Overgrowth of microalgae will result in harmful algae blooms that can affect the aquatic ecosystem and human health. Therefore, the quantitation of chlorophyll pigments can be used as an indicator of algae bloom. However, it is difficult to monitor the geographical and temporal distribution of chlorophyll in the aquatic environment. Accordingly, an innovative and inexpensive method based on the red-green-blue (RGB) image analysis was utilized in this study to estimate the microalgae chlorophyll content. The digital images were acquired using a smartphone camera. The colour index was then evaluated using software and associated with chlorophyll concentration significantly. A regression model, using RGB colour components as independent variables to estimate chlorophyll concentration, was developed and validated. The Green in the RGB index was the most promising way to estimate chlorophyll concentration in microalgae. The result showed that acetone was the best extractant solvent with a high R-squared value among the four extractant solvents. Next, the isolation of useful biomolecules, such as proteins, fatty acids, polysaccharides and antioxidants from the microalgae, has been recognized as an alternative to regulating algae bloom. Microalgae are shown to produce bioactive compounds with a variety of biological activities that can be applied in various industries. This study evaluates the biochemical composition of mixed microalgae species, Desmodesmus sp. and Scenedesmus sp. using the liquid triphasic partitioning (TPP) system. The findings from analytical assays revealed that the biomass consisted of varied concentrations of carbohydrates, protein, and lipids. Phenolic compounds and antioxidant activity were at 60.22 mg/L and 90.69%, respectively.

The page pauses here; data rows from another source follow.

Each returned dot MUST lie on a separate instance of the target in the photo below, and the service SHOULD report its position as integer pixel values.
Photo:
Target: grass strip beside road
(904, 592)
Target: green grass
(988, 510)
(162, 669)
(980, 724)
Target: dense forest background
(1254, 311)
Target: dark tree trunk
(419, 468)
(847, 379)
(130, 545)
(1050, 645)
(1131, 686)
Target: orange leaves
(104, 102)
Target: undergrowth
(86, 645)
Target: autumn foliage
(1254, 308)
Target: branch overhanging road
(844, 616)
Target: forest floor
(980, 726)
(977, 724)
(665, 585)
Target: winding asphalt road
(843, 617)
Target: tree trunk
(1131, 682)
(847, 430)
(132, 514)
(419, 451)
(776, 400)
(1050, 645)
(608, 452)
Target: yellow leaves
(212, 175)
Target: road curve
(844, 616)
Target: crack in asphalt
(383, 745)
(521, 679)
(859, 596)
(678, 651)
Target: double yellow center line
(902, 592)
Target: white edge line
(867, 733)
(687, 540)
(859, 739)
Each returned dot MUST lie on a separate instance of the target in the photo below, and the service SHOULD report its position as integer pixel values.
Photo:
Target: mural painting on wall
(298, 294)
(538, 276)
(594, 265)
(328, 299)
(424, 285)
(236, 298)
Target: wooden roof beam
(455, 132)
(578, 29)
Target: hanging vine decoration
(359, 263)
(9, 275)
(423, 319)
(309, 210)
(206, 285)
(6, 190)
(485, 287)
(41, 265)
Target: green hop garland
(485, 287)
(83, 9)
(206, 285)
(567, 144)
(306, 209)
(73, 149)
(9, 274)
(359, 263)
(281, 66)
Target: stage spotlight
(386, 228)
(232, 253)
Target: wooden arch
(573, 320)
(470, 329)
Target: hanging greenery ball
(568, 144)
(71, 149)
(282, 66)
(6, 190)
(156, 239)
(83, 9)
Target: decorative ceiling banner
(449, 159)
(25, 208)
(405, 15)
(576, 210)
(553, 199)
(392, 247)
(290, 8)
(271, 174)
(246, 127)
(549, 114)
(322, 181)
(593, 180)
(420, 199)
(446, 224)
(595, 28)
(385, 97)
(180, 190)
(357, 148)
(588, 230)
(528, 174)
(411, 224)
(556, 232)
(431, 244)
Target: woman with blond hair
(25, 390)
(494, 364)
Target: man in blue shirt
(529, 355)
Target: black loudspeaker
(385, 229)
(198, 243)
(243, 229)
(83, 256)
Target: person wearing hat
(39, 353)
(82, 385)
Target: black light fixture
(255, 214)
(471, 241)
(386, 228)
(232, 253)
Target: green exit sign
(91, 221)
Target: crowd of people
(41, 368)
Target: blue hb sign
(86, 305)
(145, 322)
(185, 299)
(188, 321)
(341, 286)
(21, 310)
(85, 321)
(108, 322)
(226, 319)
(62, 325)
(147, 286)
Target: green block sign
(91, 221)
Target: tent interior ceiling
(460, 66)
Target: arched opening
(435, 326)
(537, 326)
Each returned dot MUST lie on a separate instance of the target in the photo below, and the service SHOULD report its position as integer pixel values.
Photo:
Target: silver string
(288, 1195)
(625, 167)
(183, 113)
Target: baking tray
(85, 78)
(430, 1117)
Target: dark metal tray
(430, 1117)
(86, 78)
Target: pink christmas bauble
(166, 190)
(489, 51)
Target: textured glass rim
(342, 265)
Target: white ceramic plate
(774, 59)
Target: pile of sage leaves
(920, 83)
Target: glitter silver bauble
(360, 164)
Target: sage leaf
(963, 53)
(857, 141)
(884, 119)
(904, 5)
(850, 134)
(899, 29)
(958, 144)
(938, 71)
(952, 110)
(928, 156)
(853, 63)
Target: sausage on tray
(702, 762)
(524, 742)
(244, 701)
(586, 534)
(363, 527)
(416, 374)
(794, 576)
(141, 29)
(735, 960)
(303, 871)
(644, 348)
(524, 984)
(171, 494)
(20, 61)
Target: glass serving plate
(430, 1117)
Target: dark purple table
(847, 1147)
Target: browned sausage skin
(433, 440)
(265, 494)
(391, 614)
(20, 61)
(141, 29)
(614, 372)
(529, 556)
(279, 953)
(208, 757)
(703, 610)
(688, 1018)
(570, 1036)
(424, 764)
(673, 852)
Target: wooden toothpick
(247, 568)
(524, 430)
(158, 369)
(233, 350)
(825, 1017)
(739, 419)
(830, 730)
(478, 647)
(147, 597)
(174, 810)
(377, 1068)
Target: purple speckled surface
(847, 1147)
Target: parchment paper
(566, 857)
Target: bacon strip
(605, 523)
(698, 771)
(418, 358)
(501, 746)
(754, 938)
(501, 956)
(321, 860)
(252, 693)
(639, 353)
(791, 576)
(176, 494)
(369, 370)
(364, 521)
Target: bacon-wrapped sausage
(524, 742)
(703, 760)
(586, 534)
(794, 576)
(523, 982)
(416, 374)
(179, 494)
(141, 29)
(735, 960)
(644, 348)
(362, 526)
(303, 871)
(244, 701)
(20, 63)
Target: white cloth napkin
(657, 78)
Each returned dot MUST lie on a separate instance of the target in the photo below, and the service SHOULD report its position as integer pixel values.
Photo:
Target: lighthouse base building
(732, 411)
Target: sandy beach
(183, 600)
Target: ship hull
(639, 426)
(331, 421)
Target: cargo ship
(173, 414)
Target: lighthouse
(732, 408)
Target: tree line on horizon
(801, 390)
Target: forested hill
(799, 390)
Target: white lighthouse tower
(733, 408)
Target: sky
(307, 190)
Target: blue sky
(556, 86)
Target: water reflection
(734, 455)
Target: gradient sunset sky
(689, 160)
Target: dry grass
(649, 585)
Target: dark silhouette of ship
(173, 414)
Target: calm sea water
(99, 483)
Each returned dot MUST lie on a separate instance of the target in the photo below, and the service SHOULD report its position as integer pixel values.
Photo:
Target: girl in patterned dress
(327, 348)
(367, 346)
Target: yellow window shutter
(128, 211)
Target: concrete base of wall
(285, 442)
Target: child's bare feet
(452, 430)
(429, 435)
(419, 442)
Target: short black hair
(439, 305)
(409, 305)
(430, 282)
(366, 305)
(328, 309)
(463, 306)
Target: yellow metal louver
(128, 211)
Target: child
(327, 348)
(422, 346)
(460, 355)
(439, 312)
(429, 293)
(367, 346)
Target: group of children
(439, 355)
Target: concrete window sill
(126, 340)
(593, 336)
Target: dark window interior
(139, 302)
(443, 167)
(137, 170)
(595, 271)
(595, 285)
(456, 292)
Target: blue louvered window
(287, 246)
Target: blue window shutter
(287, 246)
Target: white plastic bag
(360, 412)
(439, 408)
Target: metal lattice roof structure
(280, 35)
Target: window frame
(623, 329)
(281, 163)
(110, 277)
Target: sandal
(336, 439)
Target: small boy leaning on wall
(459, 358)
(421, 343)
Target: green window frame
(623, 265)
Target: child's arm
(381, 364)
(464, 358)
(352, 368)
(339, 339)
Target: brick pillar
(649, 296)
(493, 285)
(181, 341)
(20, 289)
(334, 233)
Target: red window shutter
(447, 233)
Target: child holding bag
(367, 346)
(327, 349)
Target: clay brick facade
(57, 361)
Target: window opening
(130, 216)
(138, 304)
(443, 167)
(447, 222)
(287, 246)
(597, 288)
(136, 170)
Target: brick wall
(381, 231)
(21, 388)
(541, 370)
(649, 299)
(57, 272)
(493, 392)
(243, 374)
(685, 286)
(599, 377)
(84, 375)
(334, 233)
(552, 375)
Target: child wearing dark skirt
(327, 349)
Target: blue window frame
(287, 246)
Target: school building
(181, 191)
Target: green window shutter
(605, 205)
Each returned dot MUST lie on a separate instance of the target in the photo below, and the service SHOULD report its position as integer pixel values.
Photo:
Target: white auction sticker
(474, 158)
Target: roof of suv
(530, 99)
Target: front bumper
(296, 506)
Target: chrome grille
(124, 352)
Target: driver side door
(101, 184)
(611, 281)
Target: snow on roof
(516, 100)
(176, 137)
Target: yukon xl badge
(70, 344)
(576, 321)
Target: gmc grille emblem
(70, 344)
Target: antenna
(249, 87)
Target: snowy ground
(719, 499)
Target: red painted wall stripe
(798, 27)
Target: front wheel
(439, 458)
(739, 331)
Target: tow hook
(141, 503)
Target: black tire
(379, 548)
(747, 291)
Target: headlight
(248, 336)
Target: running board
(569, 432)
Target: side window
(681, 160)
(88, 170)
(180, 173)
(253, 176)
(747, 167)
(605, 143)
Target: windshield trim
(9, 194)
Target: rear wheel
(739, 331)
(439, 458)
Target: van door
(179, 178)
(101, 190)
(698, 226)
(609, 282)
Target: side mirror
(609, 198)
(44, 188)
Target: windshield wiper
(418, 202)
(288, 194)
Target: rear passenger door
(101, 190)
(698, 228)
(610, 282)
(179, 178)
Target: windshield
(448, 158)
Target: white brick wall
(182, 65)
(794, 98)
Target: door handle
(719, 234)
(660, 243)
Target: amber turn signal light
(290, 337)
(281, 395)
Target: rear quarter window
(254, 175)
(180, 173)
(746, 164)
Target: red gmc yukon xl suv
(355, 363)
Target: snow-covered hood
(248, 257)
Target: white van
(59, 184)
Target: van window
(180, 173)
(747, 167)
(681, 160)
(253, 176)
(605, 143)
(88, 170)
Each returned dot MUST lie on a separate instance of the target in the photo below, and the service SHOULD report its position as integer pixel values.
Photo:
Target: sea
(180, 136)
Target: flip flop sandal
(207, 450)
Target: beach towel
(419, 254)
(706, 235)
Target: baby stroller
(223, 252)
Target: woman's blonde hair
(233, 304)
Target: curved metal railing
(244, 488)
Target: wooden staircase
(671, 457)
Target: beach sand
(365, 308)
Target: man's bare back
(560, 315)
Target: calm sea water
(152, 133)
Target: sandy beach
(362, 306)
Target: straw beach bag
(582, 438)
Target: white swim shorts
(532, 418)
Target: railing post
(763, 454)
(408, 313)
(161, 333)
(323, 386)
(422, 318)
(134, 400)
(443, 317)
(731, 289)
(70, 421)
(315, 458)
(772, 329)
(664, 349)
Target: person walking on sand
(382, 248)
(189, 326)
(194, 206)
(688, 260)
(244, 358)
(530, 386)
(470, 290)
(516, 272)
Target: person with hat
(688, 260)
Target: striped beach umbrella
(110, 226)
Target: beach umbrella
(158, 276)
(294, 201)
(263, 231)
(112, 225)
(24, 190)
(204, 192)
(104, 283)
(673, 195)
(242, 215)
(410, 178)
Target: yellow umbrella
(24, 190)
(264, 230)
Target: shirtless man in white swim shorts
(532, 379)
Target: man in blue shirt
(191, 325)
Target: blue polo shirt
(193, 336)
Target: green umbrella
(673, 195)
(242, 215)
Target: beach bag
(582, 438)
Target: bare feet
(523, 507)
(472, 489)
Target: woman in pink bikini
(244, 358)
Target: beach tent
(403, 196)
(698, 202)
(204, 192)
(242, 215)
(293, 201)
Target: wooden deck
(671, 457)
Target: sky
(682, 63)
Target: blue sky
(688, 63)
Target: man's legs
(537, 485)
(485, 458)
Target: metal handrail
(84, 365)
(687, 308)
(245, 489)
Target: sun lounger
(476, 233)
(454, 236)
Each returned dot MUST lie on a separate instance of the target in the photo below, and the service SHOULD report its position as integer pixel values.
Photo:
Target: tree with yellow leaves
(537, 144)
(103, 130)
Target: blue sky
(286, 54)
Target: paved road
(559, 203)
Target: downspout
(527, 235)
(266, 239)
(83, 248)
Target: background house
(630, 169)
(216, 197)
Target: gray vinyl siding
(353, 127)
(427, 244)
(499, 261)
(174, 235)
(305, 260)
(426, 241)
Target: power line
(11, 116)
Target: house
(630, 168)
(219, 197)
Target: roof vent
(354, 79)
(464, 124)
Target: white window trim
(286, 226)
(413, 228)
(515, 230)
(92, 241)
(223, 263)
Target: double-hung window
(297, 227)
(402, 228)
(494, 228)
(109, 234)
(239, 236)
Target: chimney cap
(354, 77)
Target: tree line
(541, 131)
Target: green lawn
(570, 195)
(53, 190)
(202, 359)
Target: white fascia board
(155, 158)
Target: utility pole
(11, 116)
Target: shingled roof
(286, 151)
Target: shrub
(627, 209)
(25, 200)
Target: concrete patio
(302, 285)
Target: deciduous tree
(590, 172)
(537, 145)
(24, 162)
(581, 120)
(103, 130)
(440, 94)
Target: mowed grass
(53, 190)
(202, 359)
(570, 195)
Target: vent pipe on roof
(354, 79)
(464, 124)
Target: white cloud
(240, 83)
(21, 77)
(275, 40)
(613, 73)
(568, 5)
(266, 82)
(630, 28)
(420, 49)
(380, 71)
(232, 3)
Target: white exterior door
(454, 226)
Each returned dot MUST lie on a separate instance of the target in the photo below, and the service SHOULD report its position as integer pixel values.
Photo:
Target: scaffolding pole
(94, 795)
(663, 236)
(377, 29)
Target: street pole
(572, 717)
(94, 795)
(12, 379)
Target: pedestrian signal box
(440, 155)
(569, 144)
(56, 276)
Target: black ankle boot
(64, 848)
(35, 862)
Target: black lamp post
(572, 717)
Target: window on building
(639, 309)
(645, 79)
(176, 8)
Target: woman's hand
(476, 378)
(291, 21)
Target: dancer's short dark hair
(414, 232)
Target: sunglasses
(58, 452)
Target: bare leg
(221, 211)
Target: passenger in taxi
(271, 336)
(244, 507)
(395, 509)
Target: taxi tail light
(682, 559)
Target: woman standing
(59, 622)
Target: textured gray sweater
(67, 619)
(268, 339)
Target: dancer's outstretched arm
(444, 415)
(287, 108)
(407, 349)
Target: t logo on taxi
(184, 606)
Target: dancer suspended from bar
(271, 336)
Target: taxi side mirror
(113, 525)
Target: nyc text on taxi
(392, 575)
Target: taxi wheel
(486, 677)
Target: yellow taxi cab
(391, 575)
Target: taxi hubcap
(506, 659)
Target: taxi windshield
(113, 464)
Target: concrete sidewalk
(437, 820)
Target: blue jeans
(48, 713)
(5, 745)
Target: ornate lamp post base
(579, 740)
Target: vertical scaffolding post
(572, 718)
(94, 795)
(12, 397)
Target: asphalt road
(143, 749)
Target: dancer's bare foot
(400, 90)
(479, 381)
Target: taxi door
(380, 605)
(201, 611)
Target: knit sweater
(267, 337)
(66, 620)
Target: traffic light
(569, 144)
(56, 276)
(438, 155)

This study presented a novel methodology to predict microalgae chlorophyll content from colour models using linear regression and artificial neural network. The analysis was performed using SPSS software. Type of extractant solvents and image indexes were used as the input data for the artificial neural network calculation. The findings revealed that the regression model was highly significant, with high R2 of 0.58 and RSME of 3.16, making it a useful tool for predicting the chlorophyll concentration. Simultaneously, artificial neural network model with R2 of 0.66 and low RMSE of 2.36 proved to be more accurate than regression model. The model which fitted to the experimental data indicated that acetone was a suitable extraction solvent. In comparison to the cyan-magenta-yellow-black model in image analysis, the red-greenblue model offered a better correlation. In short, the estimation of chlorophyll concentration using prediction models are rapid, more efficient, and less expensive.